İzmir Esnaf Odası’ndan yazı geldi. Diyorlar ki; “Erdem Bey, üç aya yakındır sizi takip ediyoruz, özellikle mobilya ve beyaz eşya mağazalarını bizden iyi tanıyorsunuz, gelin Odamızın yönetim kuruluna üye olun…” Kibarca reddettim. “Bu dükkân gezme furyası elbet bir gün son bulacak, siz başka birine bakın” dedim. Biraz kırıldılar ama ne yapayım, kaç parçaya bölüneyim…

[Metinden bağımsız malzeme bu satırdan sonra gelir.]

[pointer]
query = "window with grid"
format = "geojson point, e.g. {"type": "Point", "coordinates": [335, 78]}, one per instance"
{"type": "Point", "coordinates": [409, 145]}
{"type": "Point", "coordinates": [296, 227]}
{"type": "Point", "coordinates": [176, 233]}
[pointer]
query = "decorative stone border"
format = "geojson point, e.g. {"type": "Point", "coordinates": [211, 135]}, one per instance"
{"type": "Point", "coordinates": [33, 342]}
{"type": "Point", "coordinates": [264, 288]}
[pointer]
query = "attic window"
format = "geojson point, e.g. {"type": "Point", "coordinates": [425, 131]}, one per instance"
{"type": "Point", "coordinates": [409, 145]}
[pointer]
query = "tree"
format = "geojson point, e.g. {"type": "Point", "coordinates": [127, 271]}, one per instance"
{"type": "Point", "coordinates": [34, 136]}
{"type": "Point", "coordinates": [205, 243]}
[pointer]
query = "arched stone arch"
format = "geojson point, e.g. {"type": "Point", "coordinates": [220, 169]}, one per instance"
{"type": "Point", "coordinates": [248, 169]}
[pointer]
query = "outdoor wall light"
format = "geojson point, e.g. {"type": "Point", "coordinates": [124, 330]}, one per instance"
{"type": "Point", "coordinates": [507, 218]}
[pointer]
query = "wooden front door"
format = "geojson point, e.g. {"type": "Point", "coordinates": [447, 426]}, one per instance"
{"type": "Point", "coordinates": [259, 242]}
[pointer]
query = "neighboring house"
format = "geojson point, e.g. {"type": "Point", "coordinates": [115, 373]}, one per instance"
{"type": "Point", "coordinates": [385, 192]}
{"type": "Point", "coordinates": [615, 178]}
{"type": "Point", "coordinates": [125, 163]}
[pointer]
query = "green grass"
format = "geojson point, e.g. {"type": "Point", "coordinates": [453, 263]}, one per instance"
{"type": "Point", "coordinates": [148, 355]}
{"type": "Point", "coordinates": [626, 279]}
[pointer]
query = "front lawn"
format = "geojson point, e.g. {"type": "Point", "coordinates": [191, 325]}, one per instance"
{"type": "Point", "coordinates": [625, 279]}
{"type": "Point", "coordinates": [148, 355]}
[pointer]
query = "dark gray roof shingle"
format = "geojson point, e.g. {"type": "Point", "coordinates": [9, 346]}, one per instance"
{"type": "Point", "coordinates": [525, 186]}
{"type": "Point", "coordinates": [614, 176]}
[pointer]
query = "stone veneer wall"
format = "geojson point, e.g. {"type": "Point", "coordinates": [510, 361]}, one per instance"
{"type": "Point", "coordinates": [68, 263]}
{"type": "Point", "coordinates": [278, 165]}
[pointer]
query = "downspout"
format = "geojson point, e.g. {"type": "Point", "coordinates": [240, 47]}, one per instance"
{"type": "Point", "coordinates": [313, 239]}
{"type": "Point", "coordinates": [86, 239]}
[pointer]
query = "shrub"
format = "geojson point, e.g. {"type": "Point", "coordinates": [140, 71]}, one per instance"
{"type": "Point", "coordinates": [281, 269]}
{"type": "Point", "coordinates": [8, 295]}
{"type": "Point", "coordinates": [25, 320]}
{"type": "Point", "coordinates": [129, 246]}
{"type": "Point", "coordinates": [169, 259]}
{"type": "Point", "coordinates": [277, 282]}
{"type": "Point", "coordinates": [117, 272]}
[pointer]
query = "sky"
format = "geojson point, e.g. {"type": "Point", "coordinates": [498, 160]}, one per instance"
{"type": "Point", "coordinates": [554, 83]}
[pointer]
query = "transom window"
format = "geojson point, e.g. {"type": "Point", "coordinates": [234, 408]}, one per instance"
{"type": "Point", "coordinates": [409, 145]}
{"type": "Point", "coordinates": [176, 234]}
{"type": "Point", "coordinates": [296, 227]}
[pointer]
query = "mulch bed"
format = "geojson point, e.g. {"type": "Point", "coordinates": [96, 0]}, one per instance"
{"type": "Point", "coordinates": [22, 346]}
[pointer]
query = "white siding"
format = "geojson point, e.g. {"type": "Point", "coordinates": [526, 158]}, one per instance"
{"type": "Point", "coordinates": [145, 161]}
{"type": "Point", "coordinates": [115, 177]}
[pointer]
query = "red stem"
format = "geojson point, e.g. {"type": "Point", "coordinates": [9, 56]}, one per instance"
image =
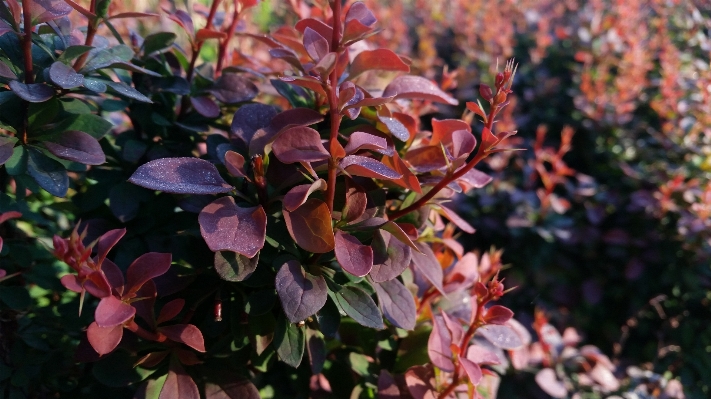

Evlenenler bilir, bu yoğun tempo aynı zamanda iş temposuyla birlikte yürüyor. Malum, bizim telefonlar pek susmaz. Ya müvekkil arar, ya büro ya da kalemden birileri. Bu sıcakta alışveriş yapmaya çalışıp aynı zamanda hiç susmayan telefonlara yanıt vermekten benim kayış üzerinize afiyet biraz koptu. Kime ne dediğimi bilmez durumdayım.

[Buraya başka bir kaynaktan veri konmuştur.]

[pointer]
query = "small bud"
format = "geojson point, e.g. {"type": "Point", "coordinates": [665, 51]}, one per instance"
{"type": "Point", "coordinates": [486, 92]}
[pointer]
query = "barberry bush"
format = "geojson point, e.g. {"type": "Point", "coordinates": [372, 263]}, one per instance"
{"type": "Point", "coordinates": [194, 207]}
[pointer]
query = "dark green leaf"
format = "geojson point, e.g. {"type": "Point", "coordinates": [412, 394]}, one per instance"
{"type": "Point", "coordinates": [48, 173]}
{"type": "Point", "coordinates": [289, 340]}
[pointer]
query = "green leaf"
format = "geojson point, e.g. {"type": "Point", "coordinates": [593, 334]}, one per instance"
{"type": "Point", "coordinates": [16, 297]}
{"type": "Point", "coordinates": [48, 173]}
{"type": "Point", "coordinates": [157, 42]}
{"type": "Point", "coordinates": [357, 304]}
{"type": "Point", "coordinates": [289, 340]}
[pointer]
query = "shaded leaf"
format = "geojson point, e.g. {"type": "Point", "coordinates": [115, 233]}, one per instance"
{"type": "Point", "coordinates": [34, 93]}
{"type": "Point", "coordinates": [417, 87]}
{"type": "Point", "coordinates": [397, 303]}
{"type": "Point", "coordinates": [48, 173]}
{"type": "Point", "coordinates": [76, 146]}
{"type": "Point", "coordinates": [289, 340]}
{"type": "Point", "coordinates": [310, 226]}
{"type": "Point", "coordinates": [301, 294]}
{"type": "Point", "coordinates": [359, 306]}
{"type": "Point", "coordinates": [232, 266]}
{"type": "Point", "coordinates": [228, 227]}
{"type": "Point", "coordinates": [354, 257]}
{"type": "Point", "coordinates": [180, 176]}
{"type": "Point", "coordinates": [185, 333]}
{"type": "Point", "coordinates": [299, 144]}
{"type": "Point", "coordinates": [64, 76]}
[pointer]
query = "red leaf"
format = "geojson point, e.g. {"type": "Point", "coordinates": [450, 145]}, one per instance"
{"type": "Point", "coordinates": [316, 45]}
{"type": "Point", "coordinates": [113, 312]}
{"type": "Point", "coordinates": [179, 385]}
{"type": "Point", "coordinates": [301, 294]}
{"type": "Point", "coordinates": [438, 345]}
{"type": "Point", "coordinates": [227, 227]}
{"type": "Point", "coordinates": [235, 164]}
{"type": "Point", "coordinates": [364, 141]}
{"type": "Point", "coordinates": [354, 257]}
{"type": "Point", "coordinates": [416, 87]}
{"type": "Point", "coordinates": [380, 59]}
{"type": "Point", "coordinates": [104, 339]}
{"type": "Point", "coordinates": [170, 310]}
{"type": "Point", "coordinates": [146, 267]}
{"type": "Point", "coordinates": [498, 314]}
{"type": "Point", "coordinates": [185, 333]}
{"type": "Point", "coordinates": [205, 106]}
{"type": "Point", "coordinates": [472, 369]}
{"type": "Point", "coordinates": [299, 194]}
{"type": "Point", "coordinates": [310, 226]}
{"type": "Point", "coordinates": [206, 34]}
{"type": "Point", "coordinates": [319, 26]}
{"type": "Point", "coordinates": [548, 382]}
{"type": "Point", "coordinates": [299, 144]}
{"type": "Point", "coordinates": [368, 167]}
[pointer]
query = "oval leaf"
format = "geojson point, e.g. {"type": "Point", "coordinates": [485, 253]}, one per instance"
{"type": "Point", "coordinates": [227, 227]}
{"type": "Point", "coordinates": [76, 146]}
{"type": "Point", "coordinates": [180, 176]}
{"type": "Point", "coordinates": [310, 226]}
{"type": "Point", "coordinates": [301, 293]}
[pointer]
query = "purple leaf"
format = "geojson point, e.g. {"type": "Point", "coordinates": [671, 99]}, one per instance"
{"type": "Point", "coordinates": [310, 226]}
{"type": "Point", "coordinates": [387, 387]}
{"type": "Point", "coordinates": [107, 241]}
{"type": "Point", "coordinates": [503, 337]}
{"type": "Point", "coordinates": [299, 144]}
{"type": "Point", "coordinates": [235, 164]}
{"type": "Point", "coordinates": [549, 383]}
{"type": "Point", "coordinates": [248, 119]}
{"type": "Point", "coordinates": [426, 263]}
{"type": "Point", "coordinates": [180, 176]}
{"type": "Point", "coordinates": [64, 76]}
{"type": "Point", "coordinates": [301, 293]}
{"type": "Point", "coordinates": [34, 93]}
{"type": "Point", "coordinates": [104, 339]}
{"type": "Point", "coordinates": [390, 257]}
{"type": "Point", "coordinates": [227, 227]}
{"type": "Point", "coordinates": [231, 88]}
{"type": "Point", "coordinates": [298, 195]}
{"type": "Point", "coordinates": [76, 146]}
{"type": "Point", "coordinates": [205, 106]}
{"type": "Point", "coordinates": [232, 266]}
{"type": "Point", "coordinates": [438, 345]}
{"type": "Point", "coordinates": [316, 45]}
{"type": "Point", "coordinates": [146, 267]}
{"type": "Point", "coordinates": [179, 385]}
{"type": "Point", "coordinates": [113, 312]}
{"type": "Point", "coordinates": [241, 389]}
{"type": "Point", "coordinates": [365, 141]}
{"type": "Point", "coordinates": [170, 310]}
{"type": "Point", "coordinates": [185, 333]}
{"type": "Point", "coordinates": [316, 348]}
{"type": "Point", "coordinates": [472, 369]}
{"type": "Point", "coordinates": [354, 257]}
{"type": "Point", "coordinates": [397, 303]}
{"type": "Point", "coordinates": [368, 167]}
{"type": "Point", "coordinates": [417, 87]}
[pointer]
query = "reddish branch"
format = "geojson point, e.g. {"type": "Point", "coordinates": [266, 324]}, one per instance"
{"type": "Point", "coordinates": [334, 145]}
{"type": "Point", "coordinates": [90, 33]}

Bir mobilya mağazasında günlük ‘bakıp çıkma’ farızamı edâ eyliyorum. Ben koltuk takımı modellerini, yapıldığı ağacı, çekilen cilayı bilmem, anlamam. Ama mobilyacı sanki ben yıllardır mobilya imalatındaymışım gibi ürünün özelliklerini sayıyor. Hiçbir şey anlamıyorum, olayın tamamen yabancısıyım. Lâkin kazıklamasın diye de anlıyormuş gibi davranıyorum. O sırada çalan telefonla mağaza sahibini aynı anda idare etmeye çalışmam, zar zor yakaladığım havayı bir anda dağıtıyor:

“Alo? Efendim? Sizin dosya henüz savcılıkta. Masif kaplama evet. Cilası kazınmaz değil mi? Davası açılmadı henüz. Bekliyoruz. Yok, bekleyemeyiz, mobilyalar hemen bayramdan sonra gelsin lütfen. Davayı bekleriz. Mobilyayı bekleyemeyiz. Adli Tıp’tan rapor bir gelsin de, bakacağız. Mobilyaya bakacağız. Cinayet koltukta mı işlenmiş? Kardeşim ben cinayetli koltuk istemiyorum, düz oturmalık koltuk istiyorum. Koltuğun tutuklanması kararına itirazımızı yaptık biz. Siz acilen müvekkile cila atın. Ya, ben şu anda bir yerdeyim de, sizi bir yarım saat sonra arasam olur mu?”

Bu düğün telaşesinde çok değişik şeyler öğrendim. Mesela ben country’yi bir müzik türü bilirdim. Meğer yatak odası takımı da varmış. Country yatak odası takımı deyince, her an elbise dolabının içinden kovboy şapkalı adamlar, kabarık elbiseli bar şarkıcıları çıkıverecekmiş gibi bir hissiyat doğuyor. Ama alıştım. Şimdi country’yi bir kilometre öteden tanıyorum. İşte bu country diyorum. Hey yavrum hey. Yine bir gün dükkân geziyoruz, 97. country’ye bakıyoruz. Telefon çaldı:

“İyi günler, biz country yatak odası takımı bakacaktık. Elinizde sadece iki model mi var? Kataloğunuz yok mu? Alo? Buyrun? Evet benim? Yok yok, biz baktırdık sizin tebligatlar daha dönmemiş. Country olsa dönerdi. Ben size döneceğim. Bana arkanı dönme dükkâncı. Yok, size demedim. Country bana dönerse benimdir, dönmezse tebligat parçasına bakacağız artık. Barkoddan sorgularız merak etmeyin. Bunun yatağı yok mu? Yatağını ayrı mı alıyoruz? O ne lan, sadece çerçeve mi satıyorsunuz? Deli misiniz siz? Hocam bana bir yarım saat verin, şu country’yi bi’ halledeyim, tebligatınızı da şey etcem ben, merak etmeyin.”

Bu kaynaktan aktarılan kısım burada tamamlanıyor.